Show HN: Lets Make a 3D Game: Make It Fullscreen - jerome_etienne
http://learningthreejs.com/blog/2011/11/17/lets-make-a-3d-game-make-it-fullscreen/

======
dkersten
Before I start my rant, let me say well done! I enjoyed the game and liked the
deomonstration of fullscreen 3D browser games.

The game itself is pretty cool and demonstrates nicely the possibilities of
browser-based gaming, though I get the impression that Javascript and WebGL
aren't really going to displace native games anytime soon.

It runs at a very acceptable framerate of ~35 fps on my computer. This sounds
good until you realise that I can run Skyrim on medium-to-high settings and
get a similar (and sometimes higher) framerate. This game only uses 30 to 40%
of my gpu, but the graphics are very simple. Skyrim uses 20 to 100% depending
on the scene complexity, but even its simplest (20% cpu usage) scenes are more
complex than this one. I've also tried lots of other WebGL demos and the
common theme was usually low framerate but with low GPU usage, so my
conclusion is that its not WebGL thats at fault , but Javascript - that is,
the GPU renders what its given blazingly fast, and its the JS game logic and
physics that caps the performance. I imagine most internet users won't have an
expensive gaming graphics card like I do too, so my performance is probably
even at the higher end of the spectrum, rather than representative...

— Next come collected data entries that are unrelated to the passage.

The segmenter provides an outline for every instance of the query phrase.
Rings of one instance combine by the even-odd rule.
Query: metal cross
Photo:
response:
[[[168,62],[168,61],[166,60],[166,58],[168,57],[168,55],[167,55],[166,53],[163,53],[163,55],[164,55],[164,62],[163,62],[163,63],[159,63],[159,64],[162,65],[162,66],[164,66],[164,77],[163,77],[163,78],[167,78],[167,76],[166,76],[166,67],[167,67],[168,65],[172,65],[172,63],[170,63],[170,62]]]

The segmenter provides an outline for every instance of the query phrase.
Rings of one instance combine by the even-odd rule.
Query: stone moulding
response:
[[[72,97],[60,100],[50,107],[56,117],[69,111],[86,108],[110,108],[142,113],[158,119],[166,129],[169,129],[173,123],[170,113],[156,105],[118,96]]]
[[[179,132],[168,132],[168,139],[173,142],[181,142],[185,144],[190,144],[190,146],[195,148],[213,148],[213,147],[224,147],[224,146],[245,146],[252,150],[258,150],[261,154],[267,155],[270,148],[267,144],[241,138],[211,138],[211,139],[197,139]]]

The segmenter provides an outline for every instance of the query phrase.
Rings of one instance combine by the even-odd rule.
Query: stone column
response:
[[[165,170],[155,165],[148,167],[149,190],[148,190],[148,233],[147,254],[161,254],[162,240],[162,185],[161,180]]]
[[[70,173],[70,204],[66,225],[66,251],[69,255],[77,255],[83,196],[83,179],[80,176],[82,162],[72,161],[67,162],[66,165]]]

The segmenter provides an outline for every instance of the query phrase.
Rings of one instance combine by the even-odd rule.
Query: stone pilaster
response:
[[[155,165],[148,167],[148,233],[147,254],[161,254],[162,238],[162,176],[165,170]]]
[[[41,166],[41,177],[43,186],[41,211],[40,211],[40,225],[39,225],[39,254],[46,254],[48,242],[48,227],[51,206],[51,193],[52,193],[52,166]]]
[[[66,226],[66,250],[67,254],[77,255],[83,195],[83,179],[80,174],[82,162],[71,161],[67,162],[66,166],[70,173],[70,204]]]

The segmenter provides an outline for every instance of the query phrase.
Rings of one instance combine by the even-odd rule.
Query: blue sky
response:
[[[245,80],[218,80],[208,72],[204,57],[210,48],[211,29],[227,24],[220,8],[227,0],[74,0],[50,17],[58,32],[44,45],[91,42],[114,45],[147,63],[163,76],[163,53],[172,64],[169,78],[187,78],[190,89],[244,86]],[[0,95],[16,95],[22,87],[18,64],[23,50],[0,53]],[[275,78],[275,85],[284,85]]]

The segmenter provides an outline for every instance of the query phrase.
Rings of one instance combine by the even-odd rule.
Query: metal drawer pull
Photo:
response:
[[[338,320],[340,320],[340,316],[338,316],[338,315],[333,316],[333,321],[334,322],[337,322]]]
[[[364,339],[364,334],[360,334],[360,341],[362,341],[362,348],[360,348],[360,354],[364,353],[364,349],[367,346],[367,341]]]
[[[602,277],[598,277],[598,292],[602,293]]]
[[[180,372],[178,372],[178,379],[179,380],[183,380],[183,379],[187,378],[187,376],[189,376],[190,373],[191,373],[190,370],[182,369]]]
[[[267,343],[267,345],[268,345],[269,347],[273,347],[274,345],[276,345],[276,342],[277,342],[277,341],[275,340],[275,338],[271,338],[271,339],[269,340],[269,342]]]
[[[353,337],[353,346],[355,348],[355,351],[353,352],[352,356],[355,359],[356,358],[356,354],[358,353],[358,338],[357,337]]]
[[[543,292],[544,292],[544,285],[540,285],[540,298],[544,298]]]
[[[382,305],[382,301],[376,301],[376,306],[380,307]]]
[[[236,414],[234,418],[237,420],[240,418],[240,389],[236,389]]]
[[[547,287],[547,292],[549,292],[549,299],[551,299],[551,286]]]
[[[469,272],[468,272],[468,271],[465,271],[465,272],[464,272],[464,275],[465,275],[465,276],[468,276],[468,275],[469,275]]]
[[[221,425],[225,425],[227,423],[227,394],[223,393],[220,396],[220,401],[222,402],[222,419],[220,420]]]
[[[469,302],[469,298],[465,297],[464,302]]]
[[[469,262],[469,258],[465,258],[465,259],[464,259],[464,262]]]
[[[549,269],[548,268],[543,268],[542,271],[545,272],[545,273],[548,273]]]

I've played witht the ImpactJS game engine (not webgl, but 2d canvas drawing)
and the performance analysis tool shows that rendering is always a tiny tiny
portion of the frame time. Logic isn't all that much more (but I never had
anything terribly complex either) and "system overhead" (stuff like garbage
collection) was where most of the frames processing time was spent. I imagine
that JS is also forced to give up cpu time more often than a native game would
be - to keep the browser responsive.

tl;dr - cool game, but I don't believe Javascript performance is even close to
really taking on native games. Yes, its improving, but it will be a few more
years at best before its really good enough to make a difference.